English translation
Input example
The core idea of self-supervised learning is to generate supervisory signals directly from the data itself. It excels in scenarios where labeled data is scarce but raw, unlabeled data is abundant. This article focuses on architecture: first clarify the data flow, key modules, and output layers—then revisit the underlying formulas or code.
I will separately examine pretraining tasks and downstream tasks to verify that representations truly transfer—not merely that pretraining metrics look good.
Self-supervised learning is an emerging learning paradigm that enables effective model training on large volumes of unlabeled data—without requiring any human-annotated labels. In this article, we explore commonly used model architectures in self-supervised learning and assess their effectiveness in specific applications.
Model Architectures for Self-Supervised Learning
In self-supervised learning, model architectures typically build upon deep learning frameworks such as Convolutional Neural Networks (CNNs), Recurrent Neural Networks (RNNs), and Transformers. Below are several widely adopted architectures:
While reading this article, treat the sequence
“Model Architectures → Variational Autoencoder (VAE) → Case Study → Contrastive Learning Models”
as a verification thread: first identify the object, path, and evidence, then return to case studies, code, or evaluation metrics for cross-checking.
1. Variational Autoencoder (VAE)
A VAE learns a latent distribution over the input data to serve as a generative model.
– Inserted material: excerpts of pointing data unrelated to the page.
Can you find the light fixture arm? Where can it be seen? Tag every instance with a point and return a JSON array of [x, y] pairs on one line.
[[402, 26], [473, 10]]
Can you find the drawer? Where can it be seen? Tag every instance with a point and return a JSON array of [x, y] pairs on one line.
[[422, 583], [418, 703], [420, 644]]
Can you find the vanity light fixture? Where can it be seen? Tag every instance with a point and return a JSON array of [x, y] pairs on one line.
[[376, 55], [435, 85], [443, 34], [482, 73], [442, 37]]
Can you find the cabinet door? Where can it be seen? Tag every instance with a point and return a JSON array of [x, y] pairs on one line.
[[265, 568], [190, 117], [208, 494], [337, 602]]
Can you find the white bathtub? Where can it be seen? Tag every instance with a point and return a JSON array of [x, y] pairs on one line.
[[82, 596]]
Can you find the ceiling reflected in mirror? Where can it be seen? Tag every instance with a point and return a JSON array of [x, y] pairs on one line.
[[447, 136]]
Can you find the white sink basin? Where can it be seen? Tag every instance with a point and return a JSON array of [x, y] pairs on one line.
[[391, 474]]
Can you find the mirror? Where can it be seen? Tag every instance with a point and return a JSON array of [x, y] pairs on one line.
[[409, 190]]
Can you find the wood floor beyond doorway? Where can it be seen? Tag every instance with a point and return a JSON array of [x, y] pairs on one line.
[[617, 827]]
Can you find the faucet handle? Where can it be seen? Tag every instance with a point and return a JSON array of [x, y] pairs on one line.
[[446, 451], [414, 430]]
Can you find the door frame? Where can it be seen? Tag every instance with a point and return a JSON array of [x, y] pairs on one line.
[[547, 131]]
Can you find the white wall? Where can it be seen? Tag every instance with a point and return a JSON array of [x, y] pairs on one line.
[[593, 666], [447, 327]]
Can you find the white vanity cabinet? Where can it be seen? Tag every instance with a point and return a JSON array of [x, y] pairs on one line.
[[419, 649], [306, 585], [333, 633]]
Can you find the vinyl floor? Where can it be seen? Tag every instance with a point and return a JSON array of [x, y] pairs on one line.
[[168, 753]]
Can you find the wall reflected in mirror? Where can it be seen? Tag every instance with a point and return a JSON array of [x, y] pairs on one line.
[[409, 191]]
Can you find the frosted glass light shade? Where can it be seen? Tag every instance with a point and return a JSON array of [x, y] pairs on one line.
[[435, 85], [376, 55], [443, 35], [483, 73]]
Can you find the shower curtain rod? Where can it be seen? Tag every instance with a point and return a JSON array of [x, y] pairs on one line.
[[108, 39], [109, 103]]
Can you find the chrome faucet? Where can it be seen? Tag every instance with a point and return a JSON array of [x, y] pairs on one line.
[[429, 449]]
Its objective is to maximize the evidence lower bound (ELBO), balancing reconstruction fidelity and regularization:
In self-supervised learning, VAEs are trained by reconstructing input data—thereby encouraging the model to learn meaningful, compact representations.
Case Study
Suppose we have a collection of unlabeled handwritten digit images. We can train a VAE to generate new digit-like samples; these generated images—or more commonly, the learned latent representations—can then be leveraged for downstream classification tasks.
import torch
from torch import nn
class VAE(nn.Module):
def __init__(self):
super(VAE, self).__init__()
self.encoder = nn.Sequential(
nn.Linear(784, 400),
nn.ReLU(),
nn.Linear(400, 20) # mean
)
self.decoder = nn.Sequential(
nn.Linear(20, 400),
nn.ReLU(),
nn.Linear(400, 784),
nn.Sigmoid()
)
def forward(self, x):
z_mean = self.encoder(x)
z = self.reparameterize(z_mean)
return self.decoder(z)
def reparameterize(self, z_mean):
std = torch.exp(0.5 * z_mean) # Assume variance is learned
eps = torch.randn_like(std)
return z_mean + eps * std
2. Contrastive Learning Models
Contrastive learning trains models by distinguishing positive pairs (e.g., augmented views of the same sample) from negative pairs (views of different samples). SimCLR and MoCo are two prominent contrastive learning frameworks.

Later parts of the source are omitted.